Francis of Assisi spoke these words not at the beginning of his ministry, but near its end. They are not a statement of faux humility or harsh self-criticism. Rather, they tell us that doing God's will is a constant process of renewal.

This blog was created to be a means of promoting a new divine revelation. After I left teaching, however, it somehow morphed into a way for me to continue my classroom ministry. Perhaps such a development was natural, but it was also misguided. I have not been given a divine curriculum to share with you, nor have I been called to create one. My years as a teacher were wonderful; I was able to do good things. But it is time to let go of that experience, as God has other things for me to do.

"I will sing your praises. I will be your voice. I will be your prophet. I will be whoever you wish me to be. Not my will, but yours be done. I am yours."

On a practical level, this means a few modifications are necessary:
  • The Faith Development pages have been deleted. They were my most direct attempts at creating an online version of my old course. I failed to complete them, because that kind of systematic approach to faith made no sense outside the confines of my old classroom. I plan to repost some of the content as a series of reflections, not lessons, during Lent.
  • The Monthly Reading Links posts have been discontinued. They began to feel like a set of reading assignments.
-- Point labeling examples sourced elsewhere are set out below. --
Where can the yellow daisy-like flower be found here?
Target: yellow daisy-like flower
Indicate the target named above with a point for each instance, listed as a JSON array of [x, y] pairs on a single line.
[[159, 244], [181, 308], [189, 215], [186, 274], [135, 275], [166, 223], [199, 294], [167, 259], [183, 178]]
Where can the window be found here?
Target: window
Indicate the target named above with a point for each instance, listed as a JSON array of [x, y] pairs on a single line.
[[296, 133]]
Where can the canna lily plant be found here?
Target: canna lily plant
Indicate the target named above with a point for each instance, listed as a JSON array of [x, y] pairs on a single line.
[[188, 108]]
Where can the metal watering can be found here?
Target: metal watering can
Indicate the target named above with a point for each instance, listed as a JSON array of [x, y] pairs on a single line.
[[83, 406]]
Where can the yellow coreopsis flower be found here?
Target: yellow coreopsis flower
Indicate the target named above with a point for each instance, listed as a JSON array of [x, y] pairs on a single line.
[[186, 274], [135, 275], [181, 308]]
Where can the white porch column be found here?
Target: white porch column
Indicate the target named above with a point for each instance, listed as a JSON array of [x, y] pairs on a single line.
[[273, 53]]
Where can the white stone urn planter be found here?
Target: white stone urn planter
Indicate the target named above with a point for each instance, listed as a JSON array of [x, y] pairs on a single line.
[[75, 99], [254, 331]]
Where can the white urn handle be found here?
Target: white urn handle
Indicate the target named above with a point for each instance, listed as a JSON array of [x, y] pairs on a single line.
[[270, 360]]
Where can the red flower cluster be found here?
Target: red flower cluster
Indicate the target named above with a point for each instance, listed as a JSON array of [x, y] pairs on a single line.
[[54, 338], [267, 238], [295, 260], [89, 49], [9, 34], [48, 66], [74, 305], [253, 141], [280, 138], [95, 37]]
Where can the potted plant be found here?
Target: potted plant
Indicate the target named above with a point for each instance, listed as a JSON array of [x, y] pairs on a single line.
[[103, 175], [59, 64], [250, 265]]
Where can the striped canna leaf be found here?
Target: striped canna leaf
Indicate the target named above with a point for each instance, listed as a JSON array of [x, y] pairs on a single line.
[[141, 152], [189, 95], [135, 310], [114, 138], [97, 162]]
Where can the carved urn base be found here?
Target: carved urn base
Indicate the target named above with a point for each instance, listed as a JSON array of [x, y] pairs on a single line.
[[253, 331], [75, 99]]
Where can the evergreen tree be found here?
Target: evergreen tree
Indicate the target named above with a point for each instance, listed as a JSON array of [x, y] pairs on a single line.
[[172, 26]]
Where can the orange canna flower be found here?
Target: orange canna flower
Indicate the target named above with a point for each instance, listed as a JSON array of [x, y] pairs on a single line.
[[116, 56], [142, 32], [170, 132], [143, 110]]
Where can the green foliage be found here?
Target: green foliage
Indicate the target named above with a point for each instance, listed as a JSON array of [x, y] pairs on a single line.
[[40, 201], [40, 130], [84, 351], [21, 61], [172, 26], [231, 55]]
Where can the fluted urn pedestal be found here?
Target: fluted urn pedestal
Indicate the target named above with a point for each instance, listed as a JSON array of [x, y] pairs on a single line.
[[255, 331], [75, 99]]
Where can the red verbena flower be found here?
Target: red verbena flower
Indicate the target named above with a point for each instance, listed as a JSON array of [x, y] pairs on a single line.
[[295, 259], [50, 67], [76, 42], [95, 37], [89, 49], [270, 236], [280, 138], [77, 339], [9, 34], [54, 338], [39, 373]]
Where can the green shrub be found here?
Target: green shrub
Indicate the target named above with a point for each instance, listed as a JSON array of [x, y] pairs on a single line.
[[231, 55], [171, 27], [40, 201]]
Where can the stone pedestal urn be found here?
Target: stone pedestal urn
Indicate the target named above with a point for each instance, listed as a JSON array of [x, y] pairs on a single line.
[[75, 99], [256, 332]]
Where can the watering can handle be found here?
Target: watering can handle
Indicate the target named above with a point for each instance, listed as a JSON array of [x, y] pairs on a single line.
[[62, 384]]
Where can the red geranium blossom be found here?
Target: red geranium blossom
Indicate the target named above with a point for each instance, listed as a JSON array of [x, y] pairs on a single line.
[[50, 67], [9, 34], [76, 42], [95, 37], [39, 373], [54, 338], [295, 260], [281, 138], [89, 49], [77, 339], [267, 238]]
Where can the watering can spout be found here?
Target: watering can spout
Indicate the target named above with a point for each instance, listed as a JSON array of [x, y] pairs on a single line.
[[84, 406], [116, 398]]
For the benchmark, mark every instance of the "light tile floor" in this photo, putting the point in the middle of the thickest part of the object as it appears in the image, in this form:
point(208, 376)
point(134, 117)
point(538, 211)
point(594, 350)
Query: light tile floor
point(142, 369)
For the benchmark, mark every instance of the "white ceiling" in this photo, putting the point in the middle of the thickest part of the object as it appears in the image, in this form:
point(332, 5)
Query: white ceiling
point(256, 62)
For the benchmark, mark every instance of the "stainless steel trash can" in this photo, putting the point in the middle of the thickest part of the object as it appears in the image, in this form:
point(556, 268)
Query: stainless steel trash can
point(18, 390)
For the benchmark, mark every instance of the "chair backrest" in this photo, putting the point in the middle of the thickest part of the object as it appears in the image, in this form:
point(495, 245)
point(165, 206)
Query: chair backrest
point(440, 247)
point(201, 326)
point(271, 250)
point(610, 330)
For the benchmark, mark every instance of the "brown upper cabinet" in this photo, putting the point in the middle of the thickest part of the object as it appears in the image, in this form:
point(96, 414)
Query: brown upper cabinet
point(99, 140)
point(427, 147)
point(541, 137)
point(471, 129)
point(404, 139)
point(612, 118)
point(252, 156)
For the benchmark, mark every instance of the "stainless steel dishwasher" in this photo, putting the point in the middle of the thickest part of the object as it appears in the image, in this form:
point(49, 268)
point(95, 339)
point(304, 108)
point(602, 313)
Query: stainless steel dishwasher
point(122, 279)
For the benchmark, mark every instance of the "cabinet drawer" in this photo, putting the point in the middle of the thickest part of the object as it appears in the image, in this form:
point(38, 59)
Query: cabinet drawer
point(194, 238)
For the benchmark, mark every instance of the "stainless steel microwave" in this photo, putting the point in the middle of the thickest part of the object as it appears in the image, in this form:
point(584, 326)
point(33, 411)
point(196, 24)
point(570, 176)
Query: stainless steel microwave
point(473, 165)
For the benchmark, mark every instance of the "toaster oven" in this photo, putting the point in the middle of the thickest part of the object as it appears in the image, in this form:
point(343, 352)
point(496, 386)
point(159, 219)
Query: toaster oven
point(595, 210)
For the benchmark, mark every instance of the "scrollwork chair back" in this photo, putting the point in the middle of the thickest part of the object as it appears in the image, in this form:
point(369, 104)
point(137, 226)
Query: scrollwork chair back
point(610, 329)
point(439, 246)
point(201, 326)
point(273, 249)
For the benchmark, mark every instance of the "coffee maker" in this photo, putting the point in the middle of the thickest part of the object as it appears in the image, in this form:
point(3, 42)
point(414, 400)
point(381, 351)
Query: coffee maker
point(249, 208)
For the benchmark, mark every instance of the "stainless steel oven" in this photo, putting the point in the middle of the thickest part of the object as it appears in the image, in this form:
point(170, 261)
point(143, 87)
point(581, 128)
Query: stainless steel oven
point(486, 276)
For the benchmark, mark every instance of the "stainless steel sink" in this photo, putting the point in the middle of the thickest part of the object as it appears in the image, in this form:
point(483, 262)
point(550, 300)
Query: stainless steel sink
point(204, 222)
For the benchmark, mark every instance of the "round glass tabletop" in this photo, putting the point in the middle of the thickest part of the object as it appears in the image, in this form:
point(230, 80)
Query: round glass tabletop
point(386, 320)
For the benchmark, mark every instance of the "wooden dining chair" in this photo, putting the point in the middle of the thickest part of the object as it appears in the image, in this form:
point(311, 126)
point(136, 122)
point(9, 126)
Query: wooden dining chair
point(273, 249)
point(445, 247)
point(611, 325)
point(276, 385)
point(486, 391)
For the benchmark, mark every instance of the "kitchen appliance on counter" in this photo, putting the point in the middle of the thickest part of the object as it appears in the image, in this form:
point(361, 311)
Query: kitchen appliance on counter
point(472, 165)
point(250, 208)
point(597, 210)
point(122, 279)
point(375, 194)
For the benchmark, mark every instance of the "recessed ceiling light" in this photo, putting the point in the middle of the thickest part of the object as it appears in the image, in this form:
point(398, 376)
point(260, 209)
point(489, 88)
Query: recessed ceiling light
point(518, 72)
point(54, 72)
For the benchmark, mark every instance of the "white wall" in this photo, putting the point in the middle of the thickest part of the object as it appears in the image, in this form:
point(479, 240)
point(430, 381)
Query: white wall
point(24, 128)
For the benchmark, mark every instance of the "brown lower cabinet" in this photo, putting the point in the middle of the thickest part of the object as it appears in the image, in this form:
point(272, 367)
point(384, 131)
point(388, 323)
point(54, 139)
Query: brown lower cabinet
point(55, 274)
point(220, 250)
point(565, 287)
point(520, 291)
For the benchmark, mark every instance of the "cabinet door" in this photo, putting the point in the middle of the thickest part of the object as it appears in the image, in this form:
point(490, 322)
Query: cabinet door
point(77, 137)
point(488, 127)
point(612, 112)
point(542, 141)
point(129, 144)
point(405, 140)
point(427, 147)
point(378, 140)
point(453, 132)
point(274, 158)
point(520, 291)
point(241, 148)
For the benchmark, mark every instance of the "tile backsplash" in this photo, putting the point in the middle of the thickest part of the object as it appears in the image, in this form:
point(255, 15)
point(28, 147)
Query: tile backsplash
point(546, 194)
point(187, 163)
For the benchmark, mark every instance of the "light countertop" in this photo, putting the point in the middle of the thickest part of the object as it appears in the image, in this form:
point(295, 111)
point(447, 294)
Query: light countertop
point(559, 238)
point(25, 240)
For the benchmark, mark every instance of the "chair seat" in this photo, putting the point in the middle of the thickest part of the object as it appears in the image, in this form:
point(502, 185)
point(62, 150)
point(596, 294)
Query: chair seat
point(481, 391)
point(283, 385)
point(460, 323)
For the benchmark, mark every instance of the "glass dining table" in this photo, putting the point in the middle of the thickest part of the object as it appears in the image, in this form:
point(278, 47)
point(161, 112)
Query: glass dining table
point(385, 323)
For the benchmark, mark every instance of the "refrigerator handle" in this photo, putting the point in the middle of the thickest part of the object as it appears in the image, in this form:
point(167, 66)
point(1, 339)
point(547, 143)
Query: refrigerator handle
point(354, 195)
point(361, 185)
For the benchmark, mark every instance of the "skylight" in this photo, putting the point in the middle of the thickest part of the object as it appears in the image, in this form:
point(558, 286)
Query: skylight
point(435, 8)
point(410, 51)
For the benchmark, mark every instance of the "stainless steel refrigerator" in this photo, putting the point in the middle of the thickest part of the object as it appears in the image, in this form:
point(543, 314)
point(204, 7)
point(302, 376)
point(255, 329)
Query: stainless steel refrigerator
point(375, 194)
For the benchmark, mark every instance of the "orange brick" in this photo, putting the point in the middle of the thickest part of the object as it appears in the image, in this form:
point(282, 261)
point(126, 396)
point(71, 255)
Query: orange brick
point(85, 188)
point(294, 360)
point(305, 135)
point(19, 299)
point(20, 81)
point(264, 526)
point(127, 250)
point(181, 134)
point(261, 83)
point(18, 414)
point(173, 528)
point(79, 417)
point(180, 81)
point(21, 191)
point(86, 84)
And too many of the selections were merely interesting or educational, rather than truly illuminating. While I will continue to share articles within posts and via Twitter, I plan to be a bit more discriminating with my recommendations from now on.
  • And I have resumed publishing posts on a weekly basis. The plan is to do so on Wednesdays, but as this post demonstrates, that plan is subject to the whims of divine inspiration and human bewilderment.

In my first post nearly two years ago, I wrote that I was not exactly sure where this blog would go, but that it was an adventure I needed to undertake. That is still very much the case today. It is a truth both maddening and glorious. So let us begin this adventure once again, for up until now, we have barely gone anywhere.